KPU akan Lakukan Evaluasi Internal Pelaksanaan pemilihan 2024
Jakarta – Ketua Komisi Pemilihan Umum (KPU) RI Mochammad Afifuddin mengemukakan pihaknya akan mengadakan evaluasi internal masalah penyelenggaraan pemilihan 2024. Hal ini untuk mencari solusi mengenai hal yang mana dianggap kurang maksimal yang tersebut berlangsung selama langkah-langkah penyelenggaraan pemilu.
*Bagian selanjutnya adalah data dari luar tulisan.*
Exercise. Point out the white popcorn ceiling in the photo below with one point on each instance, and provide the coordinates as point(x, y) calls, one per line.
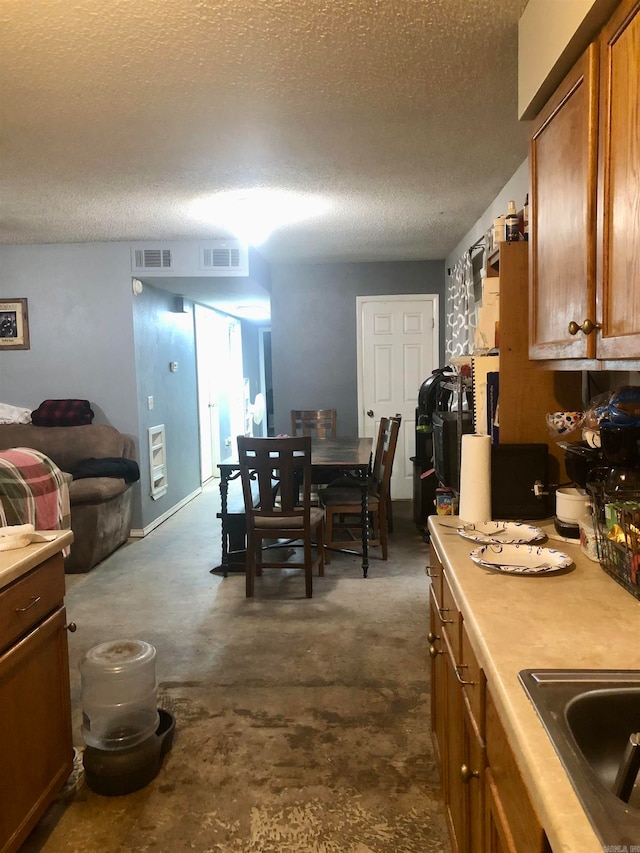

“Semua hal yang mana kami anggap kurang maksimal yang tersebut berjalan di langkah-langkah pemilu, nanti kita akan evaluasi untuk kami carikan perbaikan kemudian jalan yang mana lebih tinggi baik,” ucap Afifuddin ketika ditemui dalam struktur KPU RI, Jakarta, Ahad, 28 Juli 2024.
Afifuddin mengungkapkan akan melibatkan sejumlah pihak di tahapan pengambilan kebijakan. Menurut dia, pihaknya sudah mencatatkan sebagian hal untuk dievaluasi mengenai sistem yang tersebut telah terjadi dipakai di dalam pemilihan 2024.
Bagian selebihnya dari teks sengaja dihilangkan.